Many people are afraid of—or at least uncomfortable around—dogs and take steps to avoid them. However, phobias such as cynophobia are more than simply being afraid of something. Cynophobia is a persistent, irrational fear of dogs that causes severe anxiety symptoms. People with cynophobia may go out of their way to stay away from dogs, even avoiding going for walks or visiting people they know who have a dog.

This fear is often worse than the actual threat presented by being around a dog. In reality, there are times when being around a dog can be dangerous. However, cynophobia causes a person to believe that all dogs are viscious and ready to attack.

What Are Symptoms of Cynophobia?

You don't have to be in the presence of a dog to experience the symptoms of cynophobia. In fact, just thinking about dogs can trigger an anxiety attack.
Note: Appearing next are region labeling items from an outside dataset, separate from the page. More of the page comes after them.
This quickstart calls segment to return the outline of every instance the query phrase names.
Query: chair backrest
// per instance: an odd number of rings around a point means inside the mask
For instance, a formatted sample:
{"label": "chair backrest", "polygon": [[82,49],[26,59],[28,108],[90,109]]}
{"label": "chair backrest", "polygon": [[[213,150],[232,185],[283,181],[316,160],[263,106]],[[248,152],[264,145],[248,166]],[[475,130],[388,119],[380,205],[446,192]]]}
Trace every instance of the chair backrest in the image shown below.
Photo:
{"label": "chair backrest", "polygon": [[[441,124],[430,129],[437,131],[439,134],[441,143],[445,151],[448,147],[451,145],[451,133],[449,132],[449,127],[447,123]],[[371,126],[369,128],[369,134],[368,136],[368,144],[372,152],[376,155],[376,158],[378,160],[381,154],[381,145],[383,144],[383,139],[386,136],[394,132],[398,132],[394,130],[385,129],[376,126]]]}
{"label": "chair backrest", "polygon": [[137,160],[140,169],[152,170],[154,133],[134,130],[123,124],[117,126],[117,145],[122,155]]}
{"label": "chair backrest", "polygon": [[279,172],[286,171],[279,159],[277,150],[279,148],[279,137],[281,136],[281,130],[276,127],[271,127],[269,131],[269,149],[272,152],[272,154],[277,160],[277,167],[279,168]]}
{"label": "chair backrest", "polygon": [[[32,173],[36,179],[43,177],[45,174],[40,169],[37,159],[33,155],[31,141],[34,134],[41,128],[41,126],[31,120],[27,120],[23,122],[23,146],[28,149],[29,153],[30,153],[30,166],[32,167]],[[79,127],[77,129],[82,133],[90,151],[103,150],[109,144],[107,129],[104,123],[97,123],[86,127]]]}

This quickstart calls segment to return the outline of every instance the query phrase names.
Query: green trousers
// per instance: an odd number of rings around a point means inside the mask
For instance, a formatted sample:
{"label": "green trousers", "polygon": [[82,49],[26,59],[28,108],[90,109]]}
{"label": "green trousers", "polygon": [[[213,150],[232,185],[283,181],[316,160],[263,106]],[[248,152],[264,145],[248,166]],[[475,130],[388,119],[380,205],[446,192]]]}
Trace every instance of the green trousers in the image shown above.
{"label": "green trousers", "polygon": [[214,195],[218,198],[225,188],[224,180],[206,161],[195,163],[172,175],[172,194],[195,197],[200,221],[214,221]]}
Symptoms can include:

  • Heart racing or pounding
  • Sweating
  • Shaking
  • Dizziness
  • Nausea
  • Stomach pain
  • Shortness of breath
  • Numbness
  • Chills
  • Sense of "impending doom"

Diagnosis

Mental health professionals like psychiatrists make diagnoses of specific phobias, such as fear of dogs. This type of anxiety disorder is diagnosed by meeting certain criteria outlined in the "Diagnostic and Statistical Manual of Mental Disorders" (DSM-5). These include:

  • Excessive, unreasonable fear that occurs in the presence of dogs or when anticipating being around dogs
  • Immediate anxiety response when exposed to dogs
  • Understanding that your fear is out of proportion to the actual threat of being around a dog
  • Avoiding dogs—to the extent that it interferes with your daily activities
  • Fear that has persisted for at least six months

Causes

Cynophobia can develop if a dog has attacked you or someone you know. You can also develop a phobia by hearing or reading about someone else's traumatic experience, even if you don't know the person. Phobias can also be "inherited" or learned from caregivers during childhood.
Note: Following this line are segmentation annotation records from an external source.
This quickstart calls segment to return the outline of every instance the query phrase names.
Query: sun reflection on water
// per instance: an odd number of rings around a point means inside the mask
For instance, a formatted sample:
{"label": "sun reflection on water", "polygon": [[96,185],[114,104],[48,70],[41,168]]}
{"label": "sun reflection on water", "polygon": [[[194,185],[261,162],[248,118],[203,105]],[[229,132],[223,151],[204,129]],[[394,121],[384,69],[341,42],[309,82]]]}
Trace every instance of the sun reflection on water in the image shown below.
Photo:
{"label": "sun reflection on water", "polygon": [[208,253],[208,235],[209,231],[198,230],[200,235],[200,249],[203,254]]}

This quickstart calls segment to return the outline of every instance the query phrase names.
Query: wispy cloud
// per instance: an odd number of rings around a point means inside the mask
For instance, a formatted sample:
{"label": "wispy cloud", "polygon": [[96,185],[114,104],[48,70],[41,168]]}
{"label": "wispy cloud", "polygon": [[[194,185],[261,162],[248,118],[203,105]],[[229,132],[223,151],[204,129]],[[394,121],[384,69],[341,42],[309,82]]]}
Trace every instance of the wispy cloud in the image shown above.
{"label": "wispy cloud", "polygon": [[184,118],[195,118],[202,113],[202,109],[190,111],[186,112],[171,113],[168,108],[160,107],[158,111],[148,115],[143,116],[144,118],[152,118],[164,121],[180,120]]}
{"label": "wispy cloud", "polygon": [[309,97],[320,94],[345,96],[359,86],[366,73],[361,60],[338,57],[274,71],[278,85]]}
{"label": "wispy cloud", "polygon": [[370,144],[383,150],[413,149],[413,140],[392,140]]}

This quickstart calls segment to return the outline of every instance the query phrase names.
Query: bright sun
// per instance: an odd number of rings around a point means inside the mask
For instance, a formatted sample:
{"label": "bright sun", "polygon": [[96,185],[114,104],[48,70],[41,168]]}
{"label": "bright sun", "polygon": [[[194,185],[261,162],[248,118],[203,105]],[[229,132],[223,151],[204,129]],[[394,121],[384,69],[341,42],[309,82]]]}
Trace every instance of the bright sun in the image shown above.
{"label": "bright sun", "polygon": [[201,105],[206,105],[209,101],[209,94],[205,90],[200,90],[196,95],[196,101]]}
An imbalance in certain chemicals in the brain, called neurotransmitters, can also lead to anxiety disorders, including phobias. Two neurotransmitters that can contribute to anxiety are dopamine and serotonin.

Not all phobias have a cause. Some people may be inherently afraid of dogs without experiencing a traumatic event.

Treatment for Cynophobia

Several types of treatment are available for cynophobia, including cognitive behavioral therapy (CBT), relaxation and mindfulness techniques, and medication.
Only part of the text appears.